Он незаметно приблизился, и его большие, широкие плечи оказались достаточно близко от нее — на тот случай, если ей захочется утешения, или облегчить душу от чувства вины и во всем признаться. Она видела, что пуговка на его воротнике висит на ниточке, что неосторожное движение бритвой оставило царапину на щеке, — и ее внезапно потрясло то, насколько остро она ощущает присутствие этого человека.

Бо уже не писал в своем блокноте. Все его внимание было поглощено ею. У Мэгги было странное ощущение, что Грейсон обладает способностью сужать весь мир до самых существенно необходимых вещей. За пределами этой комнаты не существовало никаких последствий. За какие-то секунды он ухитрился вторгнуться в ее пространство и создать иллюзию безопасности. Никто еще никогда не давал ей почувствовать себя в безопасности.

Как же ему это удалось?

Как ему удавалось заставить людей так легко верить в него, верить в его защиту? Это было невероятно соблазнительное качество. Мэгги представила себе, как люди выкладывают ему сокровенные тайны. Но этот его талант на нее совершенно не действует. Он не может защитить ее от того, чего она боится, а в том, в чем он ее подозревает, она не виновата.

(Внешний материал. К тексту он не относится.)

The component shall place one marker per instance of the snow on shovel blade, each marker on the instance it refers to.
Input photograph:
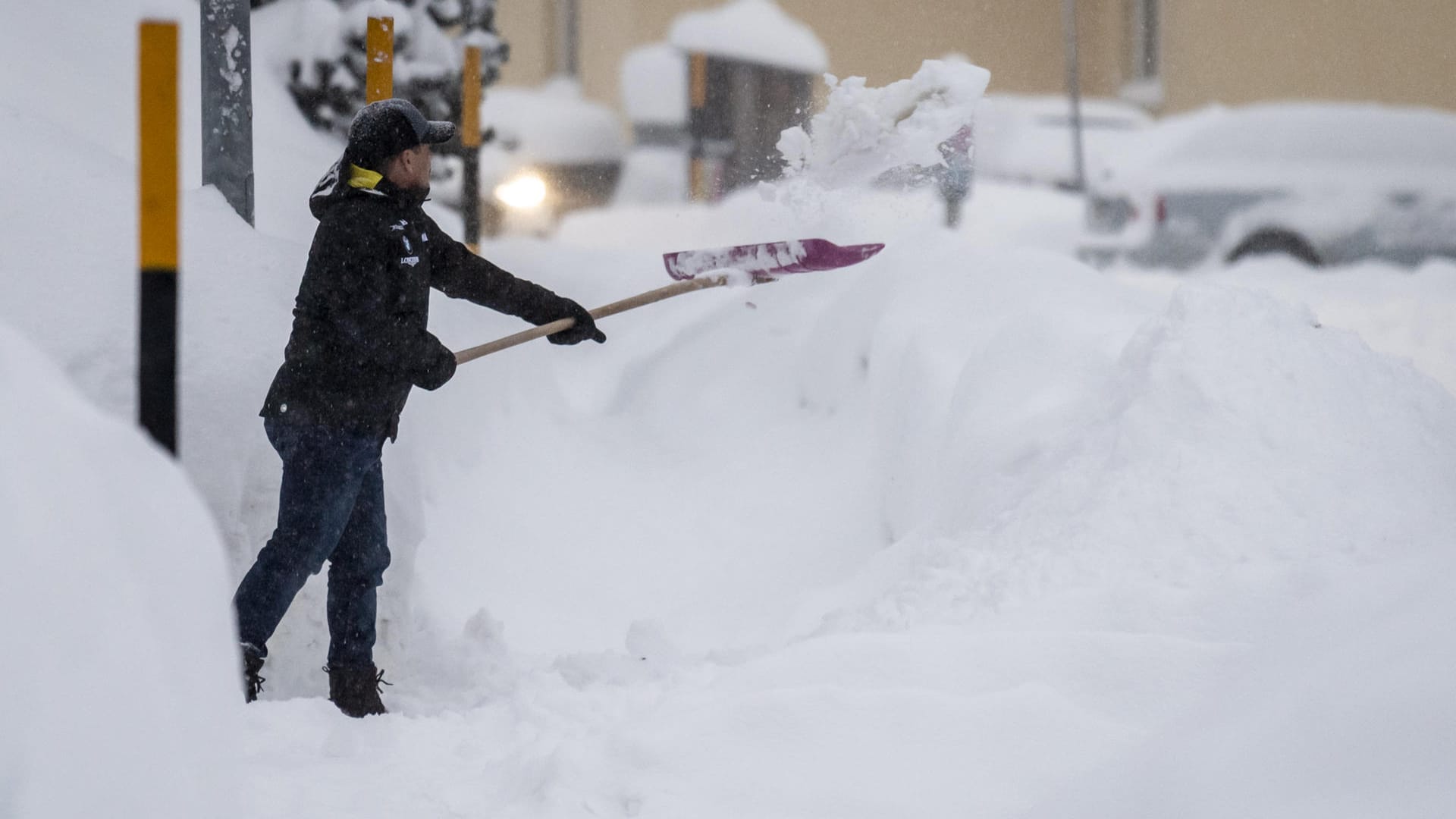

Мэгги решила нажать на несколько болезненных кнопочек самого Грейсона. Он это заслужил, так бесцеремонно играя на ее эмоциях. Мэгги опустила глаза, словно подавленная чувством вины, и наклонилась к нему, почти касаясь грудью его груди.

В самый последний момент перед соприкосновением она подняла на него глаза и прошептала:

— Хорошая попытка. Но я не собираюсь признаваться.

Бо решил, что Мэгги способна свести с ума мужчину, приложив к этому очень мало усилий. Его мозг перестал функционировать логически и слушался только чувств. Она излучала огромное количество тепла, заставляя его чувствовать ее тело, хотя он и не держал ее в объятиях. Бо напрягся, оказавшись во власти чувственности, глядящей на него из сумеречно-синих глаз. Мужчина может навсегда утонуть в этих глазах. Мазки туши в уголках только заставляли их казаться больше. Светящаяся кожа, большие синие глаза, светло-русые волосы. Это был «маленький папин ангелочек», выросший и превратившийся в падшего ангела, которого пожелает любой мужчина. Он точно желал.

Но в данный момент ему не это нужно. Не с ней. Не с женщиной, которую он меньше пятнадцати минут назад видел опасно балансирующей на грани самообладания. Ему не хочется идти этой дорогой. В кои-то веки за всю жизнь его дни и ночи были как раз такими, как ему нравилось. Простыми, спокойными и обыденными.